紙の月ホテル1210号室

車の助手席で、わたしは携帯電話を見ていた。ワタルのラインのホームに貼ってある美しい風景。ヴェネツィア。

「ようこちゃんみたいな人だったんだ。女じゃない。たぶんゲイだと思う。前にタイ料理で働いてたでしょう?あの時に、店のオーナーがその人を頼ってた。飲食店のプロデューサーをやってて、イタリアに100回くらい行ってる。ようこちゃんに紹介したかったけど、あの頃のようこちゃん、素直に他人の話聞けなくなってたから」

他人の話を聞けなくなっていたのではない。あなたがいつの間にか他人になっていただけ。言い訳はある。が、わたしがワタルになんかわたしの苦労はわかりっこないと心の隅でずっと思っていたのも事実であるから反論はない。息子とワタルに、苦労をかけたくないという決心は、誰かの意見云々でどうなるものでもなかったし。まぁどちらにせよ、いま言い訳する事でもない。
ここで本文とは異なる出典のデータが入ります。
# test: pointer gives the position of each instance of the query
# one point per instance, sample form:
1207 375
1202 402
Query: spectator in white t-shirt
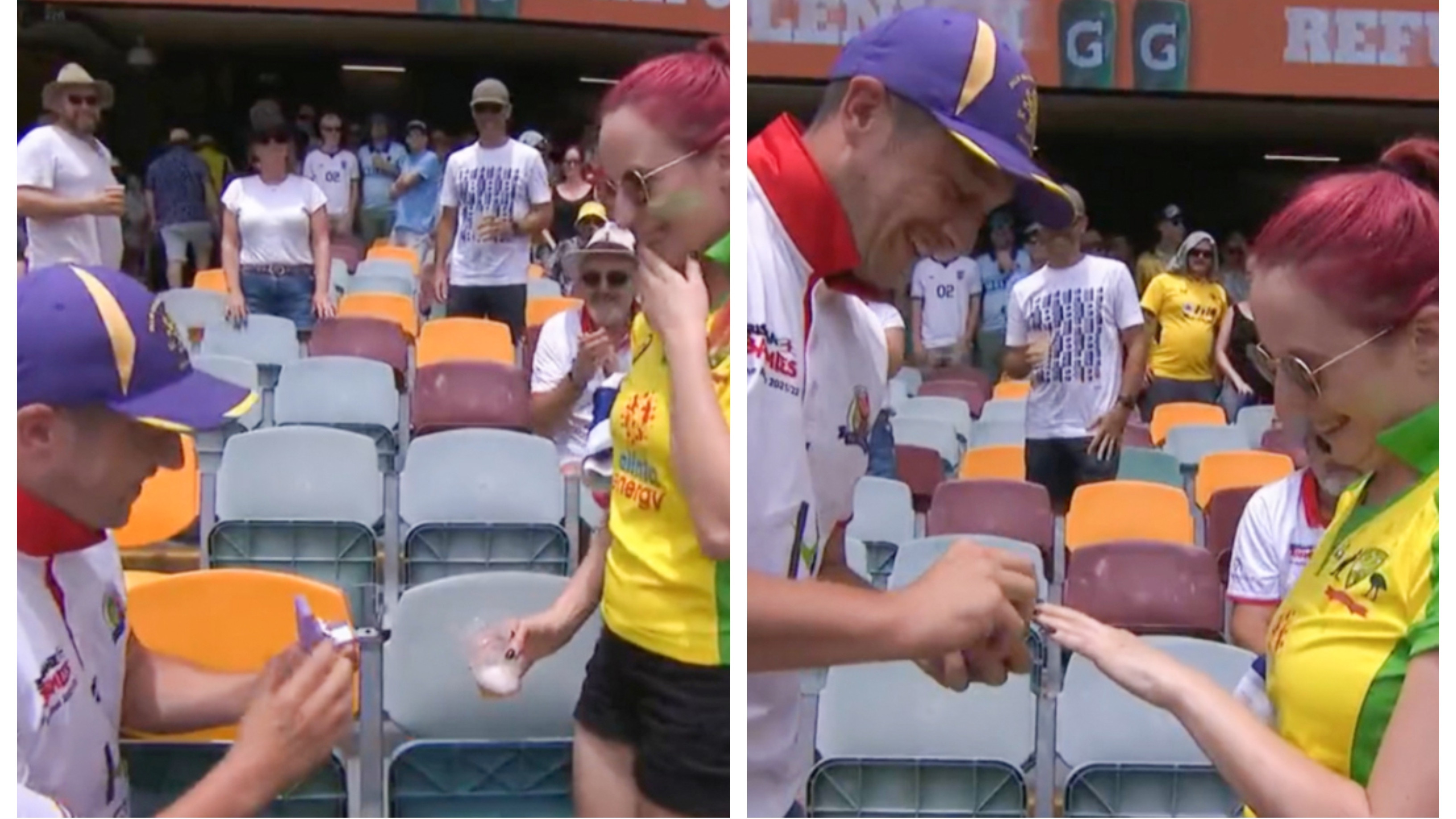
65 184
276 238
1280 528
1066 328
494 199
579 349
337 173
945 306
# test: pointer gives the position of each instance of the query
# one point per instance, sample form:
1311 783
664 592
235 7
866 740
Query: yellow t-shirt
1189 312
1368 604
662 594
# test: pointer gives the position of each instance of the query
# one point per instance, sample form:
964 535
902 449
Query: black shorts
498 302
674 716
1062 465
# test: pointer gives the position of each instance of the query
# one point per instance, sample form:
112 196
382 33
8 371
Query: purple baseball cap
957 67
91 336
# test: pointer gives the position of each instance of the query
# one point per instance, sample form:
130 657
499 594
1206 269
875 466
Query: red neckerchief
809 209
44 531
1309 499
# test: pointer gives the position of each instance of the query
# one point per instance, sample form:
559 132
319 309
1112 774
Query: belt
277 270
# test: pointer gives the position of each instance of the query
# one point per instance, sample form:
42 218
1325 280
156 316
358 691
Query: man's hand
1107 432
973 602
301 711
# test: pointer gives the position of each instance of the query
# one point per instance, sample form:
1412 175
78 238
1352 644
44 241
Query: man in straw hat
105 391
67 191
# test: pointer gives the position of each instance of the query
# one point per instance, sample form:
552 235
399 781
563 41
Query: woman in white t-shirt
276 240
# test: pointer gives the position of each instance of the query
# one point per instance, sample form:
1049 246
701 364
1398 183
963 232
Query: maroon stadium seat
921 470
989 506
363 337
452 395
972 393
1148 588
1220 524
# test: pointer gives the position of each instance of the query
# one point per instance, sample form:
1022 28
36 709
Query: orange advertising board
1328 49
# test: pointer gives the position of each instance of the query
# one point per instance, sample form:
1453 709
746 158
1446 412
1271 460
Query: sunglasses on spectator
615 279
1296 371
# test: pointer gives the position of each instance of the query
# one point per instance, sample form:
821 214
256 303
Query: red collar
44 531
807 207
1309 499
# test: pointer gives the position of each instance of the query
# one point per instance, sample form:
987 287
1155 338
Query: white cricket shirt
816 375
72 643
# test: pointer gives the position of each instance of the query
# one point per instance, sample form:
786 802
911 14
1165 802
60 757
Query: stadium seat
1121 511
455 395
969 393
303 500
922 470
1220 524
542 288
191 310
1155 467
544 308
215 280
935 433
1005 410
1011 389
1148 588
986 506
1191 442
166 506
948 410
1002 461
362 337
391 306
1129 758
463 340
474 755
915 557
474 500
1250 468
1181 413
892 742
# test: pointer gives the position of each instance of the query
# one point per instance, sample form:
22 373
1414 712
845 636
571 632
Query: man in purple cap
928 126
105 391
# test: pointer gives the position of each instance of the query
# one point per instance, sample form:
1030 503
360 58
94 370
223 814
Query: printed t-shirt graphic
662 594
1366 605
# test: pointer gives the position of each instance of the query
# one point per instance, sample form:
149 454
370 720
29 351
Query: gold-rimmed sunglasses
1301 373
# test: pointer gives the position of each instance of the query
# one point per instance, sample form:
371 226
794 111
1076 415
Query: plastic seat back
1181 413
1121 511
1228 470
465 340
453 395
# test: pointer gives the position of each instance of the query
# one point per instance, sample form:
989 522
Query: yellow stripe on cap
119 330
982 69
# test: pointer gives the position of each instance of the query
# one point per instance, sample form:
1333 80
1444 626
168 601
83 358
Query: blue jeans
289 296
883 448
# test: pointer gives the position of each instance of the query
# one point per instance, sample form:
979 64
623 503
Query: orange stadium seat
228 620
211 280
1127 511
168 505
542 308
465 340
1181 413
1231 470
1004 461
1013 389
391 306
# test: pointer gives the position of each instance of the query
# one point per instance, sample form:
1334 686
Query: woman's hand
674 302
1127 661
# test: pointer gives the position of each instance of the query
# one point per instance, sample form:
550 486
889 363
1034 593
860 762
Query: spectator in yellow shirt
1183 311
1170 238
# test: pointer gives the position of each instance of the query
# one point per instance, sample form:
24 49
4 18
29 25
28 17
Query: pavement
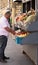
14 51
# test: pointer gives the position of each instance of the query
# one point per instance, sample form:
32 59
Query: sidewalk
14 51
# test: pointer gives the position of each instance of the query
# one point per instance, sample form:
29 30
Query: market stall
26 27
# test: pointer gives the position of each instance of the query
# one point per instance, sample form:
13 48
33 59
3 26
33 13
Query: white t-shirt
4 23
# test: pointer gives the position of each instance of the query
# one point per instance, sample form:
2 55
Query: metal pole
8 3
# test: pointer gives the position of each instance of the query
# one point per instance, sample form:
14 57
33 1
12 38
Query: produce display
23 19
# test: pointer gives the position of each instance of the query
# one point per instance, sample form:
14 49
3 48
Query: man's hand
10 30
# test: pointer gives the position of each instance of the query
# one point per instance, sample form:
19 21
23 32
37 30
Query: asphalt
14 51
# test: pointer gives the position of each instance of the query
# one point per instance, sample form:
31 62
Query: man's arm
10 30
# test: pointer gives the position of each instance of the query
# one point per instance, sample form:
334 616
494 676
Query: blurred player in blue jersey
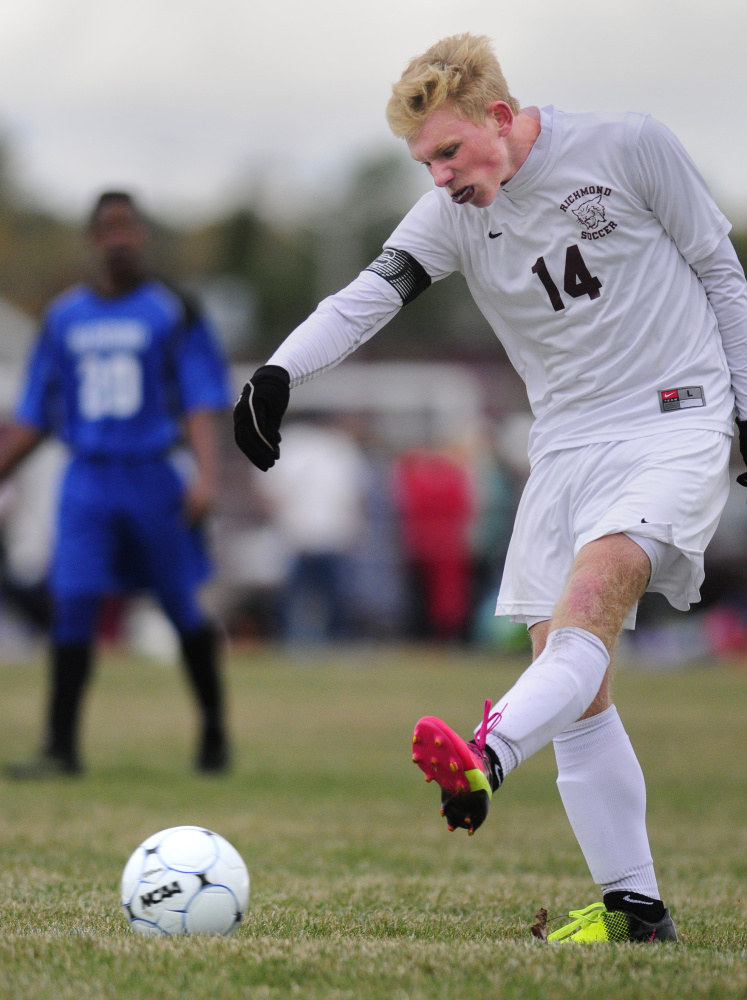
123 370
それより話の続きが聞きたい。

「違うよ(イタリアには新婚旅行で行ったのではない)。旅費を自分で出してその人について行ったんだ。なぜかはわからない」

わからない。そうワタルはいつもわからない。強いて理由を探せば「そうした(い)」かったから、なのだから。いつもそうだ。
しかし、ワタルはこの話になってからずっとどもっている。ワタルがどもるのは本当の気持ちを伝えたい時だから、たぶんこの全てが本当なのだろう。黙って聞く。
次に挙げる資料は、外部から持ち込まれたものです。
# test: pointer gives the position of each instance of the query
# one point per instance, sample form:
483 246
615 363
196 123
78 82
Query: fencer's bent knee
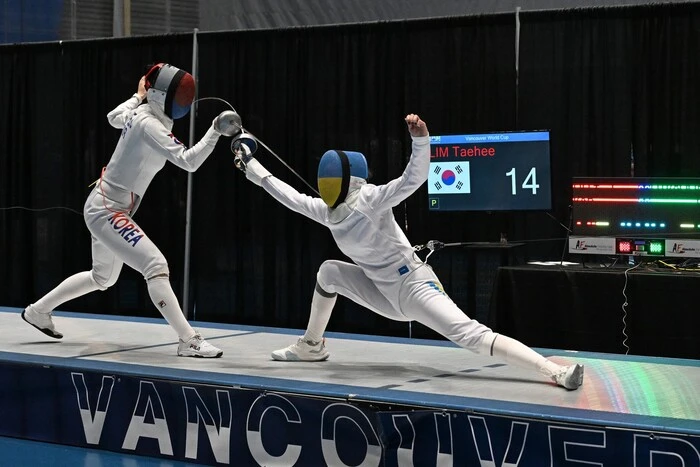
103 282
327 274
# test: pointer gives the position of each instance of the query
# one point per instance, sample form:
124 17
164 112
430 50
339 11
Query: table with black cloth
581 308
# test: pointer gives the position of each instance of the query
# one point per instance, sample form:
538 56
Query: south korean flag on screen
449 178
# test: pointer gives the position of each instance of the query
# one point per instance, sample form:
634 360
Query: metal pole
517 66
118 18
127 18
188 215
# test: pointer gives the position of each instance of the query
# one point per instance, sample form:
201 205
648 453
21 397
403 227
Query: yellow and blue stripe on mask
334 172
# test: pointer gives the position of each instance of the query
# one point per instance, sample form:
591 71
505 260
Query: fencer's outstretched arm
313 208
118 117
415 173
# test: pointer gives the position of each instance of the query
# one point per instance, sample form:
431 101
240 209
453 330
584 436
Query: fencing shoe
41 321
570 377
195 346
303 351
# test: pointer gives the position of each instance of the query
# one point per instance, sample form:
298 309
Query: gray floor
409 371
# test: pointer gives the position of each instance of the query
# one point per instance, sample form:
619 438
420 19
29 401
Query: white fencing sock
75 286
516 353
164 299
321 307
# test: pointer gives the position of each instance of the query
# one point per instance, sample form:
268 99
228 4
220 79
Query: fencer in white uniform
386 277
145 145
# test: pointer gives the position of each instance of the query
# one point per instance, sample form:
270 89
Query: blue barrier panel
219 425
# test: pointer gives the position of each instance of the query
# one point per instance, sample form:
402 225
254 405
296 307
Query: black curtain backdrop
609 83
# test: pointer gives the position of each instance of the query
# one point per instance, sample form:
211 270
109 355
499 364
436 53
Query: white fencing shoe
41 321
303 351
195 346
570 377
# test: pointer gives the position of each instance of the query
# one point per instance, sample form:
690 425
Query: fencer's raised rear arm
413 176
118 117
313 208
176 152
「行きたいんだよ、ようこちゃんの家に。ほんとうなんだ。ほんとうだよ?」

珍しく感情がこもっている。その人のどこがようこちゃんみたいだったのか聞きたかったが、突如何かモードが変わったのだろう。ワタルにはよくある事だ。

(家に来てって言ったかなぁ)

ワタルはハンドルを右手で持ち、左手でわたしの右手を探して握った。片手運転で前方を見ながら、握った手を口元に持っていき、わたしの手の甲にキスをした。

「でもね、いまはだめなんだ。少し待ってて。ちゃんと考えるから」

ワタルはわたしの膝にわたしの手を戻し、じぶんの左手をハンドルに戻した。わたしは、家に来てと言ってない。でも、そうなったらいいのに、と思っているのかもしれない。ワタルは「声でわかる」人だから。

「うん」
とだけ答える。夜の環八は空いていて、この先の角を曲がればもう駅だ。

「家まで送って歩いて駅に行くよ」
「遅いからいい。風邪ひくよ」
「また来週近くに来るから」
「うん」

ワタルのいた運転席は広く、わたしは座席とバックミラーを直した。家についてベッドに入る。ワタルはどこに帰ったのだろう。ざわざわと心に風が吹いて、わたしはいつの間にか泣いた。自分の心がわからない。もうずっと。でもそれはワタルのせいじゃない。目を閉じる。

(7時間寝よう)

とにかく寝なければ、わたしは治らない。

※このお話はフィクションです。